On November 3rd , two of Australia’s leading choreographers and dance companies, Lucy Guerin and Gideon Obarazenk from Dancenorth joined forces with Indonesian music duo Senyawa to bring “Attractor” to UCLA’s Center for the Art of Performance (CAP UCLA).
Upon entering the venue, my eyes were immediately drawn to a vertical mast of equipment
cables on stage, which extended up high as though drawing on an energetic source beyond our
perceptible senses. The musicians Rully Shabara and Wukir Suryadi sat at the base. Dressed in
black, they were encircled by plain-clothed dancers on chairs who resembled nomads or hippies
gathered for a drum circle, or some kind of primordial gathering – with sound at the center of
their universe.
Senyawa’s sound was unlike anything I have ever heard, it was both primal and elevated,
rhythmic and chaotic, foreign and familiar. The Javanese duo comprises Suryadi’s electrified,
self-made string instruments punctuated by Shabara’s guttural singing. Together they meld
traditional Indonesian folk influences with bold experimental tactics to create high-velocity
sound.
Shabara’s homemade bamboo instrument is unusual given that it serves multiple functions: as
a percussive element it sets a rhythm and beat; when its strings are plucked and layered, the
amplified melody is similar to that of a distorted guitar. Senyawa also draws on heavy-metal
influences from their youth: bands such as Black Sabbath, Metallica and Iron Maiden. The
sound is at once neo-tribal and avant-garde.
On stage, there was a true interplay of music and dance, a symbiotic relationship. In certain
pieces, the music would begin and lead the movement, with the dancers animating at the
periphery and radiating out. At other moments, the musicians were literally transported and
carried away by the dancers themselves—sound trailed after and followed dance. According to
the program notes, the choreographer, Lucy Guerin, wanted to create a piece that moved
beyond narrative representation, and to play with an evolution of forms. This was visible when
the troupe oscillated between moving as one large holistic organism, and then broke into
individual expressions.
One of the most riveting solos was Samantha Hine’s piece, which began like a street style robot
dance, but morphed into a haunting demonic possession no "Exorcist" film could possibly top.
She moved as though controlled by an outside force, and Shabara’s voice accentuated her
convulsions and broken joints. Sound manifested itself physically - when he growled, gurgled
and thrashed around on stage his body eerily mirrored her movements. The verisimilitude was
uncanny, and the audience responded with laughter, which made me wonder if it was a result
of horror tropes in the popular consciousness. Or maybe laughter masked the unease? Either
way, loud applause at the end highlighted this as a favorite.

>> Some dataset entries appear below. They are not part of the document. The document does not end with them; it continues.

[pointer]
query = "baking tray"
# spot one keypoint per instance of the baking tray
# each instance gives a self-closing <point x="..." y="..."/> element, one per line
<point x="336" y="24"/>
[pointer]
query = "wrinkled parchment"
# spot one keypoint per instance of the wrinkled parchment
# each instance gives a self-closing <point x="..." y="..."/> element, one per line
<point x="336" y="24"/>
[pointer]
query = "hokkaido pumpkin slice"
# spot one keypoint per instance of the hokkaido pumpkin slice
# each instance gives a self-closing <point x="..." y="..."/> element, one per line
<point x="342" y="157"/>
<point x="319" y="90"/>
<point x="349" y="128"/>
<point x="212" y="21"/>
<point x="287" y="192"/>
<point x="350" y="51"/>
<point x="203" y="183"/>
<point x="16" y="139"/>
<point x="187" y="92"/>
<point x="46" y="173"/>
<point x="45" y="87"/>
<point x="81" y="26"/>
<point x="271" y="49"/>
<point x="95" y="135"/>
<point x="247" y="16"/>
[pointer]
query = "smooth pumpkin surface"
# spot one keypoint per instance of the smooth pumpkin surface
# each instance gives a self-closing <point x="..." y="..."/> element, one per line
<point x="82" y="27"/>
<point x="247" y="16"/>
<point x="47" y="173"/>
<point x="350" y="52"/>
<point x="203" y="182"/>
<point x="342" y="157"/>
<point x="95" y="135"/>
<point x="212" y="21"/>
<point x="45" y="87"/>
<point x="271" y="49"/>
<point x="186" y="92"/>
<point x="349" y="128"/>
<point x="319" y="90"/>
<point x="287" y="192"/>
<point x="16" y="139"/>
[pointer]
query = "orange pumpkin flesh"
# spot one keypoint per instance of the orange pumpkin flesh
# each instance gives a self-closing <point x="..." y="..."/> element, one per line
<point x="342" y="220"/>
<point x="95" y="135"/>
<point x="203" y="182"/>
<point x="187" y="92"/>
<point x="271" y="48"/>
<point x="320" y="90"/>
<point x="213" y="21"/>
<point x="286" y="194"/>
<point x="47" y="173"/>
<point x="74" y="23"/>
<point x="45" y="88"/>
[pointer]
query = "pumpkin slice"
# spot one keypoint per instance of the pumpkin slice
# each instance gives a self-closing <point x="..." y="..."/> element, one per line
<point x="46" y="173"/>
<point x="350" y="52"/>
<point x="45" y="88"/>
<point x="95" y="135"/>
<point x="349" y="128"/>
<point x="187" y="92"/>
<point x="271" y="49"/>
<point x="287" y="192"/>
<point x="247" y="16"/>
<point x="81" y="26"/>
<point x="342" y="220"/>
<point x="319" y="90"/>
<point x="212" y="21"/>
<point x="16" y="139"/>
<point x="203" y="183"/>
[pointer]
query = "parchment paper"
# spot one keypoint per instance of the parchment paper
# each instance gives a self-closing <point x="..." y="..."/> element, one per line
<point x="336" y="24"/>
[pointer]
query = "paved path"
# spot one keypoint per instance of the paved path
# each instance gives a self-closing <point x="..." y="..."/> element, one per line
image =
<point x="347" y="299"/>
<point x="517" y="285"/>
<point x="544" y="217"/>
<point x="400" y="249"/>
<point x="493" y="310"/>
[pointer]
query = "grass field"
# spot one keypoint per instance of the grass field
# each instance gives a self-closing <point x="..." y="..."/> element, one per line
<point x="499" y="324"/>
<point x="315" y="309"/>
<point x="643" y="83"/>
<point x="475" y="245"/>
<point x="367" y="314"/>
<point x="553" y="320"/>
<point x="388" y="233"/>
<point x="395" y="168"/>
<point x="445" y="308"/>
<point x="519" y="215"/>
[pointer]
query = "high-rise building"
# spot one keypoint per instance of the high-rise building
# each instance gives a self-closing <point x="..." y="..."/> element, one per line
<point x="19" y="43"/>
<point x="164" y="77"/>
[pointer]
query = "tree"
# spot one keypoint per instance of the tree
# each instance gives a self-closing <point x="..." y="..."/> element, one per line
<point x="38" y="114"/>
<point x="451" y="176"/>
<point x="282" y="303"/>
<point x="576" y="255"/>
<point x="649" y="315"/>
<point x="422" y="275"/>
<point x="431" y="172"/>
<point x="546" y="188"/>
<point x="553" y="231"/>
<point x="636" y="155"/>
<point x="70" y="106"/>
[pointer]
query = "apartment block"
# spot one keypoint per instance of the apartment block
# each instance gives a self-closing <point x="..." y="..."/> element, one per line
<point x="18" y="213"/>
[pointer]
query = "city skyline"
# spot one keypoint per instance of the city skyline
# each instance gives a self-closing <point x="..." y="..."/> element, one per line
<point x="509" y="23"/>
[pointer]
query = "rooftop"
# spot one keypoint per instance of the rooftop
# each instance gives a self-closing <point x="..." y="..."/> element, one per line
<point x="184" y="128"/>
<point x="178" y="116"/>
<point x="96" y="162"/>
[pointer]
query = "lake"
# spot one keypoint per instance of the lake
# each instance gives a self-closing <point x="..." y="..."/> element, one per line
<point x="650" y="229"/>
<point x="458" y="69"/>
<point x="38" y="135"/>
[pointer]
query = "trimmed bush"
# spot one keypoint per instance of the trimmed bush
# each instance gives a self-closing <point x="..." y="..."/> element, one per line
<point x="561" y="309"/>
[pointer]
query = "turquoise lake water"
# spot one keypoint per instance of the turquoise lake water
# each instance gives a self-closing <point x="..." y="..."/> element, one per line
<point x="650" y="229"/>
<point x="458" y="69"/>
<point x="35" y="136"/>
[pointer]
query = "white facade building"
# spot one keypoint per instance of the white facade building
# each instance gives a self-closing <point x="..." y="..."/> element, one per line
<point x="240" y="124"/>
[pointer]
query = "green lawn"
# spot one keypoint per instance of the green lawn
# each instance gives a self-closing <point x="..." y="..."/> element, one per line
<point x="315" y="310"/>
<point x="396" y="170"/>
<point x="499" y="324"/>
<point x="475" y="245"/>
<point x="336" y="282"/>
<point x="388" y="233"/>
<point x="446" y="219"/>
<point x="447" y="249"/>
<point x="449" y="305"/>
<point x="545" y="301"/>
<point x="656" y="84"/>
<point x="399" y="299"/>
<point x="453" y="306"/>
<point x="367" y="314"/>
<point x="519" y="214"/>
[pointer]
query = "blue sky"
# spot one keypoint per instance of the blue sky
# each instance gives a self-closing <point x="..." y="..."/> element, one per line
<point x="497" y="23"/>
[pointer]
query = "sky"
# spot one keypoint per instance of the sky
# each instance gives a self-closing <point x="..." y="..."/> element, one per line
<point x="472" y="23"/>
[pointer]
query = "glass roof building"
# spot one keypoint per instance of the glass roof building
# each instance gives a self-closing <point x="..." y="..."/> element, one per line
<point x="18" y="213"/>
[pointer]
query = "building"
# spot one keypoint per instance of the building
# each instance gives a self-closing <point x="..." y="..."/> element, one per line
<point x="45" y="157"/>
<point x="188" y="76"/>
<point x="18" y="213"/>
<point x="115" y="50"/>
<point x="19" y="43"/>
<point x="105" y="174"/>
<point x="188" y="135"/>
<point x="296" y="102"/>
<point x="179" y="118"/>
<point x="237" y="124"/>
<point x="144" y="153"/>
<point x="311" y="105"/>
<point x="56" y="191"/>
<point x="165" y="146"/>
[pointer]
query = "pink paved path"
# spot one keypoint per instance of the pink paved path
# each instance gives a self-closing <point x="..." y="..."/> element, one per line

In another scene, the dancers picked up the two musicians whilst they were playing and began
to carry them around the stage, like jesters – they tried with all their might to distract them,
rolling them on the ground, pressing their hands into their chests as if they could distort or affect the sound. One of the musicians was even dragged around by his feet – which at first
seemed comical, but then morphed into a fierce act of independence. The music played on
steadily, as the musicians crawled away on the floor, in a last ditch refusal or protest to express
their art. The piece ended when new percussive instruments suddenly joined in from the
middle of the audience, as though the sound moved beyond its physical boundaries and spread.
The climactic scene of the evening involved the entire troupe, shaking in unison in a trance-like,
ritualistic state. At one point twenty or so participants of all ages emerged from the audience,
also clothed in similar neutral hues and street-wear, joining the dancers on stage. The division
between professional and amateur became blurred once the mob moved in a mass, and
became something larger than life - more than the sum of its parts.
Shafts of blue light pierced through the smoky air, and the dancers moved in a frenetic manner,
reminiscent of a nightclub. They eventually formed two lines, and bodies ran from one side to
the next, as through entrapped in a diminishing space, with the moving walls closing in. Once
the gap diminished, there was nothing more than a pile of writhing bodies left on the floor.
In the program notes, choreographer Gideon Obarzenek mentions his kibbutz experience in
Israel as an inspiration for the show, where communal participation is privileged over
performance. With “Attractor” he wanted to create a ritual for non-believers, to create a space
where people could experience an ecstatic and transcendental state.
My mind could not help but think of the recent concert shooting in Las Vegas, and then recall
Orlando, and the Bataclan attack in Paris. With images of bodies mobilized at their fullest
extent in joy, ecstasy and union one moment only to have the life taken away from them in the
next. I could not help but wonder if an innocent communal gathering in a public setting was
becoming increasingly put into question and less possible without an inch of paranoia.
In a powerful last image of the night, the dancers’ bodies froze motionless on stage, but the
singer’s voice continued to scream on in pain, as lights flashed on and off in a strobe-like
manner, exorcising the spirits of the deceased. In order to fully achieve an ecstatic state, must
we not first collectively grieve and release the pain?